In this lesson, students learn about the youngest inaugural poet in U.S. history and consider her work as part of a tradition of occasional poetry.
By Carol Jago
- Published Jan. 20, 2021Updated Jan. 25, 2021
Students in U.S. high schools can get free digital access to The New York Times until Sept. 1, 2021.
Updated: Jan. 25 with more information, and an opportunity for students.
Featured Articles: Several Times pieces about Amanda Gorman
Note: This is a special edition of our Lesson of the Day. We have invited Carol Jago — longtime English teacher, associate director of the California Reading and Literature Project at U.C.L.A., and past president of the National Council of Teachers of English — to suggest ideas for teaching about occasional poetry and “The Hill We Climb.” Ms. Jago is the author of many books, the most recent of which is “The Book in Question: Why and How Reading Is in Crisis.”
In this lesson, students will learn about Amanda Gorman, the youngest inaugural poet in U.S. history; how she came to write “The Hill We Climb”; and how it fits into the tradition of occasional poetry.
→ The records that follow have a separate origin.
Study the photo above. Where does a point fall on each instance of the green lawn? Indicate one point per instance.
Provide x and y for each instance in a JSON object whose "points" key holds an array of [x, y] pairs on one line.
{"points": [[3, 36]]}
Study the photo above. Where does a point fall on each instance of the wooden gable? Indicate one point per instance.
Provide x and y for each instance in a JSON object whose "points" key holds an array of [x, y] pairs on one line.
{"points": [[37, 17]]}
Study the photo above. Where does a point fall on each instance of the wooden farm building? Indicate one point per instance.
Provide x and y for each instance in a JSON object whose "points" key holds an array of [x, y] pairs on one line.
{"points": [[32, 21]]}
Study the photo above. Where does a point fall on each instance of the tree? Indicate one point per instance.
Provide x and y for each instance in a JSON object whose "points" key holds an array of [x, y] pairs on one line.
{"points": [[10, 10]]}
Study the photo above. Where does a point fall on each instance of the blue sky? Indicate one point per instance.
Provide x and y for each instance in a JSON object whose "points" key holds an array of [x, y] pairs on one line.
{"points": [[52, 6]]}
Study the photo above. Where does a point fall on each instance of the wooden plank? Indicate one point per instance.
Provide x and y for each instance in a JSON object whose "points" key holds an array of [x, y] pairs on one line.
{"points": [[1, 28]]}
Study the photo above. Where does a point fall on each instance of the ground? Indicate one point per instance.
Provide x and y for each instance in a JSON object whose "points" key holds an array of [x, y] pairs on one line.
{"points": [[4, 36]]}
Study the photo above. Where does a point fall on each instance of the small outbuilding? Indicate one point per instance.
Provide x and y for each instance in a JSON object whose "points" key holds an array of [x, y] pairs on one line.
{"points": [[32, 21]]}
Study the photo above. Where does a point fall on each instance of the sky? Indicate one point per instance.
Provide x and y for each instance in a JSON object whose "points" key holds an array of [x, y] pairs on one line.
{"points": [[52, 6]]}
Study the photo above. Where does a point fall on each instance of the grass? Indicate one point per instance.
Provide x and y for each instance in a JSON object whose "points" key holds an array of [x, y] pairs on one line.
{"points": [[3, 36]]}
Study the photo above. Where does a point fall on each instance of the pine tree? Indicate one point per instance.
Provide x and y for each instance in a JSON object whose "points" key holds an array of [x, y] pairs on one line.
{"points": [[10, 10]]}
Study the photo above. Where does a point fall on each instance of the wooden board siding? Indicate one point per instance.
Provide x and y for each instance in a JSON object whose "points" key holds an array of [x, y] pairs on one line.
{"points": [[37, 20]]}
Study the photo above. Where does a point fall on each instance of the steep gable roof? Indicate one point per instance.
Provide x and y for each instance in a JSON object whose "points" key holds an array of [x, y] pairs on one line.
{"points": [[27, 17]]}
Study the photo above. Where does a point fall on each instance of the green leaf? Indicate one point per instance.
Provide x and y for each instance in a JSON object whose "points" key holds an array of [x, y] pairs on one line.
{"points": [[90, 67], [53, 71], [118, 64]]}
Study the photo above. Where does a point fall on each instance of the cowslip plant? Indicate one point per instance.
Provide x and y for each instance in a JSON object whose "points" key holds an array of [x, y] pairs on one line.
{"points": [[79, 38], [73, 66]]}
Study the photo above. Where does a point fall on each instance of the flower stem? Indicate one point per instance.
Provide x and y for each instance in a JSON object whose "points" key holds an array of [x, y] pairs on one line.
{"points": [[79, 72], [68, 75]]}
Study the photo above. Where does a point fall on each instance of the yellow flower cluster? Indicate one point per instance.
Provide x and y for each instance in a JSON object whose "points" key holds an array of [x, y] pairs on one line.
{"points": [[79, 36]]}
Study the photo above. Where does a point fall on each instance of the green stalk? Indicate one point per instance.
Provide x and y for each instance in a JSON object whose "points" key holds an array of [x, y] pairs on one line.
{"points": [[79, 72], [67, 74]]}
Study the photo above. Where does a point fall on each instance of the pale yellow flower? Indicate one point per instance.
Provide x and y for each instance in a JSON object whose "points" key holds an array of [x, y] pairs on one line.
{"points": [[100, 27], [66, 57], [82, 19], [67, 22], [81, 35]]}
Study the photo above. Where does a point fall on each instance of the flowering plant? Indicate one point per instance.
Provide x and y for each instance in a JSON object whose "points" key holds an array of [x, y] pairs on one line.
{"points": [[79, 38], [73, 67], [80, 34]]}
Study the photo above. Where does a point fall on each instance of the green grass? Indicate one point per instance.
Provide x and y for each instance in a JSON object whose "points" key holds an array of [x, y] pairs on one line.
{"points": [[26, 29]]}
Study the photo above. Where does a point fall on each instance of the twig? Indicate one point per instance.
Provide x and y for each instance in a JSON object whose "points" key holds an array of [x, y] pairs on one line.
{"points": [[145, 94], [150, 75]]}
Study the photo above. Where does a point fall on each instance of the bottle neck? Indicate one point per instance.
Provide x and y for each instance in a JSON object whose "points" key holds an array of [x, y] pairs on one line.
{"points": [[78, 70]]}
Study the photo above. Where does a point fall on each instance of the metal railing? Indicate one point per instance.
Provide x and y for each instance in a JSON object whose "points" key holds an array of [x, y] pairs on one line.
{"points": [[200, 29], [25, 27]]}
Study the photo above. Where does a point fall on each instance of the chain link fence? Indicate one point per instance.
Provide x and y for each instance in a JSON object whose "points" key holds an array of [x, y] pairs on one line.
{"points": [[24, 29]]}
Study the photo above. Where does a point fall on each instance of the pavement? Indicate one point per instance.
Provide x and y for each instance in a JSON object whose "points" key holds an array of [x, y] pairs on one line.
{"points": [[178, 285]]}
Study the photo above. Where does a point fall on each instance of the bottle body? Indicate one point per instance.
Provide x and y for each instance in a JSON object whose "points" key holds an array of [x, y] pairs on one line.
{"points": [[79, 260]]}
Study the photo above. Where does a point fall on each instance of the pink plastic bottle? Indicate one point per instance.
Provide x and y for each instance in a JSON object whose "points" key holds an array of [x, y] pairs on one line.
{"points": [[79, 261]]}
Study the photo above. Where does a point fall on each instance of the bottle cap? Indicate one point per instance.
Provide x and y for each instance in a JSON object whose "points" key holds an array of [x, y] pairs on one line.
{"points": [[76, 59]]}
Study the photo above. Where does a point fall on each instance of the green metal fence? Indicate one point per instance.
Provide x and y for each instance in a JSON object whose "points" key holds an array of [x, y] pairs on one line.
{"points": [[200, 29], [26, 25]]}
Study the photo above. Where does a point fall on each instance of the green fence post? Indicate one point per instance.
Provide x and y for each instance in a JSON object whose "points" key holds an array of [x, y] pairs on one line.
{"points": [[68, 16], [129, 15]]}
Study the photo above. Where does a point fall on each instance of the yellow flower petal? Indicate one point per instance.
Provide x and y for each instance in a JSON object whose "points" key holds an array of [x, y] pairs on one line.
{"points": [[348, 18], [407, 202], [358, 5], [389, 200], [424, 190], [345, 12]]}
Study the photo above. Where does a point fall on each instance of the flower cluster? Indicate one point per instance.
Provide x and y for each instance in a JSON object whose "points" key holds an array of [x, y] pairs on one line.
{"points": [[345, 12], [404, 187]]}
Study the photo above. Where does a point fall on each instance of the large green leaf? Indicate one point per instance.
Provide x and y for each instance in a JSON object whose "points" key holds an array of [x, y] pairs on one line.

They will also learn about Ms. Gorman’s belief that poetry is political, and that reading and writing are instruments of social change. Finally, they will be invited to create their own occasional poems.
I. An Introduction to the Poet
Do you know who Amanda Gorman is? After Jan. 20, many more people will know her name since, at 22, she is now the youngest inaugural poet in U.S. history. Committed to connecting literacy to the project of democracy, she considers reading and writing to be instruments of social change.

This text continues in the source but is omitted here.